Open Science Workflows, Data Curation & Repositories
When drafting a data management plan dmp to satisfy NRF guidelines, defining systematic data collection methods and formal data curation standards is vital. Utilizing institutional dmptool workflows ensures that these administrative requirements are built-in from the outset of the study. This includes describing protocols for data cleaning, validating data integrity via checksums, and conducting secure data wrangling on raw source files. Each output dataset must be documented with an explanatory data dictionary mapping key metadata fields. Architecturally, teams can configure either a secure relational data warehouse or a cost-effective cloud-based data lake, evaluating how this data lake vs data warehouse setup supports formal data analysis and immediate exploratory data analysis under NRF guidelines.
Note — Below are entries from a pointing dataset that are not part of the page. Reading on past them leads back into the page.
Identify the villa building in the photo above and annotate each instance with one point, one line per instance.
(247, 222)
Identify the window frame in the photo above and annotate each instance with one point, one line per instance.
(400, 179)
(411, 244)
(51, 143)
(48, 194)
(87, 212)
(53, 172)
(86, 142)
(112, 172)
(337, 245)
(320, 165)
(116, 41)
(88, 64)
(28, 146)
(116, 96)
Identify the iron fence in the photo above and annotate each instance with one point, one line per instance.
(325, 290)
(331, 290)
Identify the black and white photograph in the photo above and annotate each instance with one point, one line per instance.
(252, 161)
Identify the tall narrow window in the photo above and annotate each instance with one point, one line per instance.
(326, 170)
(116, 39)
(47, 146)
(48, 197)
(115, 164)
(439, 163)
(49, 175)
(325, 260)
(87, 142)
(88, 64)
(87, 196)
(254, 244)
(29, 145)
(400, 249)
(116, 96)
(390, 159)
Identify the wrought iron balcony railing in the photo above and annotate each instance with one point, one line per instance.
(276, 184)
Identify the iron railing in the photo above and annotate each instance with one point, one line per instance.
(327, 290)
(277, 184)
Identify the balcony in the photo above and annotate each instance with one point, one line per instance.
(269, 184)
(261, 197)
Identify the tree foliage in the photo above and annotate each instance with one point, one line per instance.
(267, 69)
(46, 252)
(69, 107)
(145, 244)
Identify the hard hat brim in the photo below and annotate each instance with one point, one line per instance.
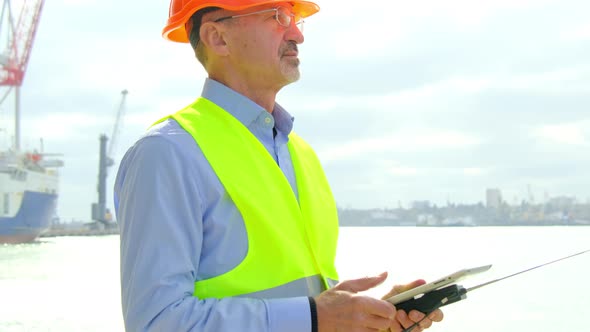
(175, 30)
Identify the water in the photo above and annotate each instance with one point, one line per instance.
(71, 284)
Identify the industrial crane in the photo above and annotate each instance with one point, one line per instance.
(15, 57)
(99, 210)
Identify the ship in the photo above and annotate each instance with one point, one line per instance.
(29, 186)
(29, 179)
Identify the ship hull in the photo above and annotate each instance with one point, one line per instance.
(33, 218)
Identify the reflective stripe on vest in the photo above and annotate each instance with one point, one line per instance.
(287, 241)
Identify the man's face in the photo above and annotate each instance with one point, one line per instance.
(264, 50)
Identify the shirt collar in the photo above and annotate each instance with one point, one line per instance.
(242, 108)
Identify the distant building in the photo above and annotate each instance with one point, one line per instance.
(562, 202)
(420, 205)
(493, 198)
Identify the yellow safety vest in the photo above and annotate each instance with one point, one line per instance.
(287, 240)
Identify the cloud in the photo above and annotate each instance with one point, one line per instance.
(570, 133)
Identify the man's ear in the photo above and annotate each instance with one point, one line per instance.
(213, 36)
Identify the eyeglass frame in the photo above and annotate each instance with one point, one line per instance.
(291, 16)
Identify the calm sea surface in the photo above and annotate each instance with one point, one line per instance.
(72, 283)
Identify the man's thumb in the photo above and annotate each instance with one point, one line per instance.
(361, 284)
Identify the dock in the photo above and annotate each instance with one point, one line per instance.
(86, 229)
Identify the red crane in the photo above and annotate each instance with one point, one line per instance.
(19, 31)
(21, 34)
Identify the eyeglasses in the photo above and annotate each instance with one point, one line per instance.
(283, 16)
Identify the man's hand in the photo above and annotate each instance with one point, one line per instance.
(341, 309)
(404, 320)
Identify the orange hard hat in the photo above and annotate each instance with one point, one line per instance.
(182, 10)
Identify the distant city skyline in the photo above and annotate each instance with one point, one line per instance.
(418, 101)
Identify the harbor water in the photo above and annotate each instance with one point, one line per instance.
(71, 284)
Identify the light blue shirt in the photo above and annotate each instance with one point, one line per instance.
(178, 225)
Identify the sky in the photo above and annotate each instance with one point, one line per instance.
(403, 101)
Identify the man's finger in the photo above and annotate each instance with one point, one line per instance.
(362, 284)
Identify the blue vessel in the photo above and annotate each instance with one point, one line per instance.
(28, 195)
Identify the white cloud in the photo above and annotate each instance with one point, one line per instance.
(419, 139)
(569, 133)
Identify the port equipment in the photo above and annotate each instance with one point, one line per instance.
(20, 19)
(99, 210)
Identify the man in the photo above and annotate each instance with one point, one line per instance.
(227, 221)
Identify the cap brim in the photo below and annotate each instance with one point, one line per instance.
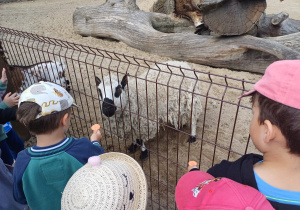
(75, 105)
(247, 94)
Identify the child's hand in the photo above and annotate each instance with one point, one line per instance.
(11, 99)
(4, 77)
(96, 136)
(192, 164)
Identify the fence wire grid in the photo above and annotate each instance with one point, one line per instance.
(162, 104)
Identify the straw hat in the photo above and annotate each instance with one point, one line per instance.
(109, 181)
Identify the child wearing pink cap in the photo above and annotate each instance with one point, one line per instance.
(200, 190)
(275, 132)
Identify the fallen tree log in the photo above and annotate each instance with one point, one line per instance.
(119, 20)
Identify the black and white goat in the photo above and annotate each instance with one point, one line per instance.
(154, 97)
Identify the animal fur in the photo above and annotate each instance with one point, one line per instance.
(146, 99)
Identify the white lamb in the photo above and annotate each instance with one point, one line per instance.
(138, 106)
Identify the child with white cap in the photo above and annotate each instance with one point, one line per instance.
(42, 171)
(275, 132)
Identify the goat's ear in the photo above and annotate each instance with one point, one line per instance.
(124, 81)
(98, 81)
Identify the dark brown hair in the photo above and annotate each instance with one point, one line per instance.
(27, 113)
(286, 118)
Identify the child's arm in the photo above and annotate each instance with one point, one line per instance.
(10, 100)
(3, 82)
(96, 136)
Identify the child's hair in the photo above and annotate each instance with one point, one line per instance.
(286, 118)
(27, 113)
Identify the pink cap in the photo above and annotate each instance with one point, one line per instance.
(281, 83)
(200, 190)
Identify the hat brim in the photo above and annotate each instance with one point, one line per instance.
(141, 197)
(82, 190)
(247, 94)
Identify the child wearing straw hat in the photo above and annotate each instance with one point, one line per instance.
(109, 181)
(275, 132)
(42, 171)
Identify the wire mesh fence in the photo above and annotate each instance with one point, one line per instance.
(176, 113)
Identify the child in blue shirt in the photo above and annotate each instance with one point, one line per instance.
(42, 171)
(10, 143)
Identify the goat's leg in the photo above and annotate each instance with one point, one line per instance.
(192, 137)
(68, 88)
(133, 146)
(144, 153)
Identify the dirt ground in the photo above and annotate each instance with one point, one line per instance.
(169, 151)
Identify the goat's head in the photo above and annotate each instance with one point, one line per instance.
(110, 93)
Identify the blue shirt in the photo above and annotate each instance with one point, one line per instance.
(41, 173)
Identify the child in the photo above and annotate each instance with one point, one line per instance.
(275, 132)
(200, 190)
(7, 200)
(10, 143)
(42, 171)
(109, 181)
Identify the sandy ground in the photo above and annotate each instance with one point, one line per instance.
(54, 19)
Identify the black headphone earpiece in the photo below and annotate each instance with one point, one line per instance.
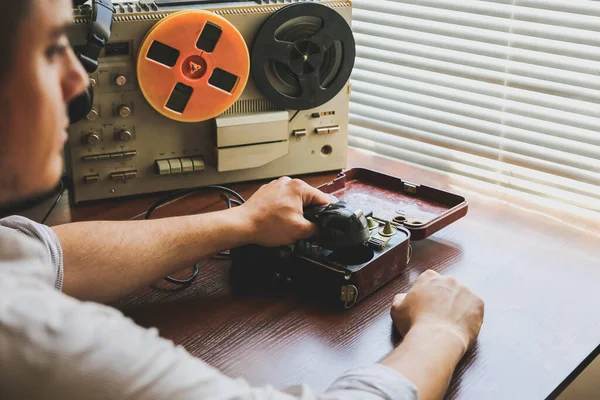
(99, 32)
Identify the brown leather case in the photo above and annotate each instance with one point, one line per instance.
(345, 277)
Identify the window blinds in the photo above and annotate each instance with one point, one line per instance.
(503, 91)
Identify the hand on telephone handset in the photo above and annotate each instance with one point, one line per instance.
(338, 226)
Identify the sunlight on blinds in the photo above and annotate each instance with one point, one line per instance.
(507, 92)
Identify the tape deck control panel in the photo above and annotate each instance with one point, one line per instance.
(193, 93)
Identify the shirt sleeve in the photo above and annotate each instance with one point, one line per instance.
(46, 237)
(53, 346)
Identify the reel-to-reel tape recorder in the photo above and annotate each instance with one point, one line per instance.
(190, 93)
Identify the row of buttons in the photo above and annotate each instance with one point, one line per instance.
(121, 176)
(182, 165)
(115, 176)
(110, 156)
(319, 131)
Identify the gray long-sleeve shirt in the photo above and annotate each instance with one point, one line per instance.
(53, 346)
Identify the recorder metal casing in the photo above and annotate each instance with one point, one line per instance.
(125, 147)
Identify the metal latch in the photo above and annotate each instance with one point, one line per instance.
(349, 295)
(410, 188)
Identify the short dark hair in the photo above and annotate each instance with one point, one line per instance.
(12, 15)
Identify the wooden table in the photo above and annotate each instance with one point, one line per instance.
(537, 269)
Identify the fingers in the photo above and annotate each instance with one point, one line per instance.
(311, 195)
(398, 299)
(306, 228)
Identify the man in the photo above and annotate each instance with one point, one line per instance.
(58, 342)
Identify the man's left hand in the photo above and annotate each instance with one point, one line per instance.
(275, 212)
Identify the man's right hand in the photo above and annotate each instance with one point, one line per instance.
(439, 303)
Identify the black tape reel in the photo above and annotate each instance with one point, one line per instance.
(303, 56)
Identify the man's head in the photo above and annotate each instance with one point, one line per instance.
(39, 75)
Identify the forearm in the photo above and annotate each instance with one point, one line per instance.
(107, 260)
(427, 357)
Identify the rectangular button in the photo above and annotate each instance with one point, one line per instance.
(327, 129)
(91, 178)
(130, 174)
(117, 176)
(186, 165)
(299, 132)
(163, 167)
(175, 165)
(198, 163)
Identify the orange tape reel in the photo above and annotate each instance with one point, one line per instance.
(193, 65)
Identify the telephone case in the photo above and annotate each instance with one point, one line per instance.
(344, 277)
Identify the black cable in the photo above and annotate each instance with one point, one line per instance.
(294, 116)
(182, 193)
(60, 193)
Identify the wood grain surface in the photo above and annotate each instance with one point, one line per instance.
(538, 270)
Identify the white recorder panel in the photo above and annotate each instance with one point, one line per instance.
(127, 146)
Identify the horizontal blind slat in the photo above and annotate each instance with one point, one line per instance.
(507, 25)
(542, 133)
(549, 101)
(517, 114)
(520, 71)
(525, 57)
(556, 17)
(362, 128)
(478, 34)
(482, 74)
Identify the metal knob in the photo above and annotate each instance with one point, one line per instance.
(124, 111)
(93, 138)
(125, 135)
(92, 115)
(121, 80)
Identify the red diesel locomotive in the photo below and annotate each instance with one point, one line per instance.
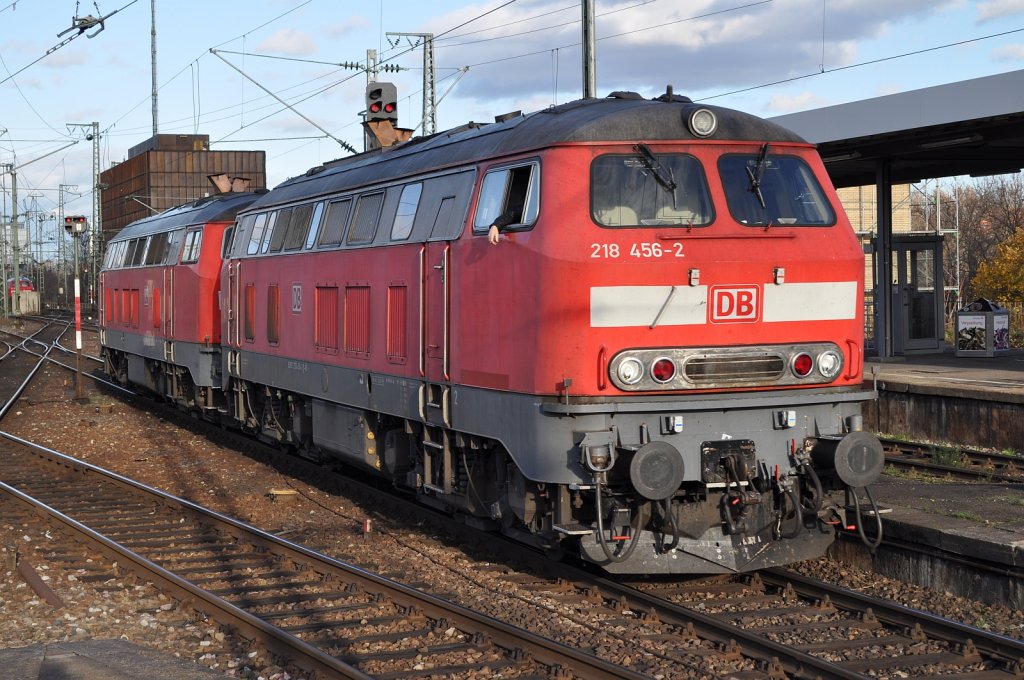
(658, 367)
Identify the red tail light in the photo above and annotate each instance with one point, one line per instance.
(802, 365)
(663, 370)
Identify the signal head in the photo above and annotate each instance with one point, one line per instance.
(382, 101)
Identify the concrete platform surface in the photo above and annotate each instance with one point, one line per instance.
(96, 660)
(996, 378)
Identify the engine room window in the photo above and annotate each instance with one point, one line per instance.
(138, 256)
(649, 189)
(509, 192)
(335, 222)
(298, 227)
(773, 190)
(403, 218)
(365, 221)
(194, 240)
(282, 225)
(313, 230)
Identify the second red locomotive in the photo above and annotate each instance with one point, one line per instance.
(658, 367)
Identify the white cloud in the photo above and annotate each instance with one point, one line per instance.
(995, 9)
(784, 103)
(1009, 53)
(353, 25)
(289, 41)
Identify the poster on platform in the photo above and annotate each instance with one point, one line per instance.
(1000, 332)
(971, 332)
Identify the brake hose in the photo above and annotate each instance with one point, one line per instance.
(675, 525)
(600, 533)
(878, 518)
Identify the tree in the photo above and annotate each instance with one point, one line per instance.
(1001, 278)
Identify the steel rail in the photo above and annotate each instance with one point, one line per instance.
(997, 645)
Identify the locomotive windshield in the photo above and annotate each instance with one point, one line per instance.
(763, 189)
(649, 189)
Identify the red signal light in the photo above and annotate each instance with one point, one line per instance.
(664, 370)
(802, 366)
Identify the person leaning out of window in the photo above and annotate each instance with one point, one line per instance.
(512, 215)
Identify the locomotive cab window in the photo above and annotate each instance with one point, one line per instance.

PIs will facilitate public sharing by leveraging the dryad data repository, creating searchable figshare datasets, or completing a zenodo data upload, ensuring tracking through the data citation index in compliance with nsf data management plan protocols and National Research Foundation targets. The study will document clear data versioning protocols hosted on the open science framework osf to enable reproducible data sharing matching top fair data principles examples. Furthermore, any community-engaged data must respect the care data principles and support indigenous data sovereignty care standards to ensure local governance of shared knowledge under NRF audits. Aligning the archiving schedule directly with NRF open-access metrics protects the project's funding cycles.
4. Frequently Asked Questions
Are we required to share all raw data from our research?
No, NRF policies generally recognise that some data cannot be shared publicly due to privacy, security, intellectual property, or commercialisation constraints. In such cases, your DMP must justify why certain datasets are restricted and describe how metadata will still be made discoverable.
Who owns the research data generated under this grant?
Data ownership is typically held by the host institution, subject to co-ownership clauses in collaborative projects. However, NRF guidelines require that data be made as openly available as possible under open licensing, such as Creative Commons or Open Data Commons.
DMP Specifications
FAIR Principles
Your plan must align with the FAIR Principles:
- Findable: Rich metadata and persistent DOIs.
- Accessible: Free retrieval via standard protocols.
- Interoperable: Open formats and vocabulary alignment (such as IVOA standards, Dublin Core, Space Physics Archive metadata).
- Reusable: Clear data licensing and reuse guidelines.